Smartphone en résidence principale
C’est en revanche une licence Nintendo qui va transformer la réalité augmentée en véritable phénomène. Le genre de phénomène qui fait se déplacer des masses entières dans les rues et pousse les joueurs à entrer dans des lieux interdits. Pour capturer des petites créatures colorées. Vous l’aurez compris, il s’agit de Pokémon Go.
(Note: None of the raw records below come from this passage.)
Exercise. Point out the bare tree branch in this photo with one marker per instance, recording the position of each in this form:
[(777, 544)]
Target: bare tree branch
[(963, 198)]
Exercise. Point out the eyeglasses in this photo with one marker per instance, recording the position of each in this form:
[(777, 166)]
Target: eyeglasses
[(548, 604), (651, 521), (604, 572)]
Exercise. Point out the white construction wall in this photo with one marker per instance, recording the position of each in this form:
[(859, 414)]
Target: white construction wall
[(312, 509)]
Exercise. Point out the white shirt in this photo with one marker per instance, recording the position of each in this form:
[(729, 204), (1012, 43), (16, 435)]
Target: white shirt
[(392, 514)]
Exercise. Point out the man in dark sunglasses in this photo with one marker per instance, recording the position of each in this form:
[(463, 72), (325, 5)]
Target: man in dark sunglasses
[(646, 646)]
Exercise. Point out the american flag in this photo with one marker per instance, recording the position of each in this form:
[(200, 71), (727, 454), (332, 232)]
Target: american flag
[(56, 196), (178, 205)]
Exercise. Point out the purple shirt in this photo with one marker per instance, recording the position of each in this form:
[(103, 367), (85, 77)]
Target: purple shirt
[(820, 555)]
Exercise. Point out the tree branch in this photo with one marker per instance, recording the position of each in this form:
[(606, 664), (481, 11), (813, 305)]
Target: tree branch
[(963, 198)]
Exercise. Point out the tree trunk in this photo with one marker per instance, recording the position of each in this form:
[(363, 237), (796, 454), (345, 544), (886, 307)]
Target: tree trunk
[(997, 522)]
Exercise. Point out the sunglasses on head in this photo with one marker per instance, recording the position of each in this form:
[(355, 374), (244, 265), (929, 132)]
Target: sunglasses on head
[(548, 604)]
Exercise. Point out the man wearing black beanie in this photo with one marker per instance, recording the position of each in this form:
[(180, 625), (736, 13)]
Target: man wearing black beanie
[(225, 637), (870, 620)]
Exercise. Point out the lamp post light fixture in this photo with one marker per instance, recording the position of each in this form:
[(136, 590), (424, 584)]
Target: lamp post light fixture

On parle du titre de Niantic comme du jeu mobile de tous les records, et à raison. D’après le Guinness World Records, il s’agit de l’application ayant rapporté le plus d’argent lors de son premier mois de parution (206 millions de dollars) ainsi que la plus téléchargée sur cette même période (130 millions de fois). Aujourd’hui, on a dépassé le milliard de téléchargements. Rien que ça.
Deux raisons expliquent ce succès fou : l’aura de la licence Pokémon, qui brasse un public plus large que les hardcore gamers. Mais surtout le système de jeu mis au point par Niantic, basé avant tout sur la géolocalisation, où il faut mettre le nez dehors pour pouvoir jouer. Une formule qui avait déjà fait ses preuves sur Ingress, précédent titre du studio. La réalité augmentée pour capturer “en direct” les Pokémon a fait le reste.
Pokémon Go - Une mise à jour pour l'été 2020
Pokémon Go a ainsi ouvert la voie à différents jeux basés grosso modo sur le même modèle : on peut par exemple citer Harry Potter : Wizards Unite, également développé par Niantic, le récemment annoncé The Witcher : Monster Slayer ou encore Minecraft Earth. Même si pour ce dernier, les ambitions en termes de réalité augmentée sont plus grandes. Il est ainsi possible de se déplacer directement autour voire à l’intérieur d’une structure, d'interagir avec d’autres joueurs, etc. Une jolie prouesse, sans doute annonciatrice du bond technologique que nous réservent les lunettes AR, comme celles récemment évoquées par Facebook.
En attendant ce futur radieux pour la réalité augmentée, déjà prophétisé par les Glasses de Google - sans pour autant que ces dernières ne voient réellement le jour -, d'autres pistes sont possibles. Et même d'autres tours de piste. Lors des 35 ans de Mario, Mario Kart Live a en effet surpris son monde : il s'agit d'un hybride entre voiture télécommandée et AR, où il faudra tracer soi-même les circuits avec différents accessoires. La caméra quant à elle (car la Switch n'en possède pas) sera installée sur le haut du petit véhicule. La facture sera assez salée - une centaine d'euros - mais il faut l'admettre : la réalité augmentée a encore quelques coups à jouer.